Build a patent research agent

Superhighway guides

Patent intelligence — prior art search, freedom-to-operate (FTO) analysis, landscape mapping, competitor filing tracking — is some of the most expensive data in the innovation economy. Derwent, PatSnap, and law-firm retainers charge five and six figures a year for it. But most of the underlying signal is public: Google Patents, the USPTO, the EPO's Espacenet, academic publications, and standards documents are all free and searchable. This guide builds a Python agent that mines those public sources and assembles a structured patent intelligence brief. It chains all four Superhighway endpoints — /research for the patent landscape of a technology area, /search for specific patents and non-patent prior art, /scrape for claim language and citation networks, and /news for recent filings, litigation, and licensing deals — then uses an LLM to emit a structured brief as JSON.

This guide is for research and informational purposes only — it is not legal advice. It retrieves publicly available patent information. It does not constitute a freedom-to-operate opinion or a professional prior art search. Patent law is complex and jurisdiction-specific. Always consult a qualified patent attorney for FTO opinions, prior art searches, and any legal IP strategy decisions.

1. What you'll build

A Python agent that takes a technology, an invention description, or a company name and produces a structured patent intelligence brief:

2. Setup

pip install openai requests python-dotenv

Create a .env file with your two keys:

SUPERHIGHWAY_API_KEY=your_key_here
OPENAI_API_KEY=your_key_here

3. Research the patent landscape

Start with /research, which pulls multi-source background into one synthesis — who holds the IP in this space, how filing activity is trending, where the key claims cluster, and when major patents expire. This is the grounding context for every later step.

import requests, os, json

SUPERHIGHWAY_KEY = os.getenv("SUPERHIGHWAY_API_KEY")
BASE = "https://superhighway.walls.sh"

def research_landscape(technology_or_invention: str) -> str:
    """Deep synthesis: key holders, filing trends, key claims, prior art, expiry."""
    r = requests.get(
        f"{BASE}/research",
        params={
            "q": f"{technology_or_invention} patent technology landscape key patents prior art",
            "pages": 6
        },
        headers={"Authorization": f"Bearer {SUPERHIGHWAY_KEY}"}
    )
    data = r.json()
    return data.get("synthesis", data.get("markdown", ""))[:3000]

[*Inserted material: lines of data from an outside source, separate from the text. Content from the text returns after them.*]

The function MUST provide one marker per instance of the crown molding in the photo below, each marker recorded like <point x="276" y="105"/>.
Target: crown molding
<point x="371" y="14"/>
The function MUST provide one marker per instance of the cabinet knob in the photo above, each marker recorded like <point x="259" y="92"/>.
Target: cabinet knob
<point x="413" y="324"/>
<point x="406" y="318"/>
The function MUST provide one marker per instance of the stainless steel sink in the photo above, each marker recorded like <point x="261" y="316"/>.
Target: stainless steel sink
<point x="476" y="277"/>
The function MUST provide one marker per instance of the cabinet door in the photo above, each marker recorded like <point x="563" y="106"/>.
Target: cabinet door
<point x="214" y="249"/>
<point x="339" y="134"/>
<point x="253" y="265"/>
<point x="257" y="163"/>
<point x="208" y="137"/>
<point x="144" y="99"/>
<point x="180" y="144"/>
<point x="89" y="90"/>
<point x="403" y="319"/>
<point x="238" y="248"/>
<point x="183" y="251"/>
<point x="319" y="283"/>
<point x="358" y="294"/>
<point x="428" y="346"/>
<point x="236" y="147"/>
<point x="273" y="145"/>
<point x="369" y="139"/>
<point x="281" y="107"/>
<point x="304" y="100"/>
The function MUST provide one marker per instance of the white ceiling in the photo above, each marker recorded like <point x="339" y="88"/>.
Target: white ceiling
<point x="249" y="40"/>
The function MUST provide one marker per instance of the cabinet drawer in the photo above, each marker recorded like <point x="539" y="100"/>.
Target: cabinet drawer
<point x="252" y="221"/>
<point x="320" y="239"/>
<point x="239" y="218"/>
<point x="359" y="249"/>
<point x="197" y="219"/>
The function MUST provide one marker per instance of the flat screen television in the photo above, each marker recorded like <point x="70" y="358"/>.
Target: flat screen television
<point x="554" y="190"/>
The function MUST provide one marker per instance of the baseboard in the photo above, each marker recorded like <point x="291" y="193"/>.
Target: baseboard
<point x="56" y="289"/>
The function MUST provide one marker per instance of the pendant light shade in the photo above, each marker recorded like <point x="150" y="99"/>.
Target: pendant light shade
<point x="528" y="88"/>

4. Find patents and prior art

Two /search calls do the legwork. The first hunts for specific patents on Google Patents and Justia — claims, filing dates, assignees; the second goes after non-patent prior art: academic papers, IEEE/ACM publications, and standards documents. Prior art matters because published work that predates a patent can limit what was patentable — and what a competitor can enforce against you.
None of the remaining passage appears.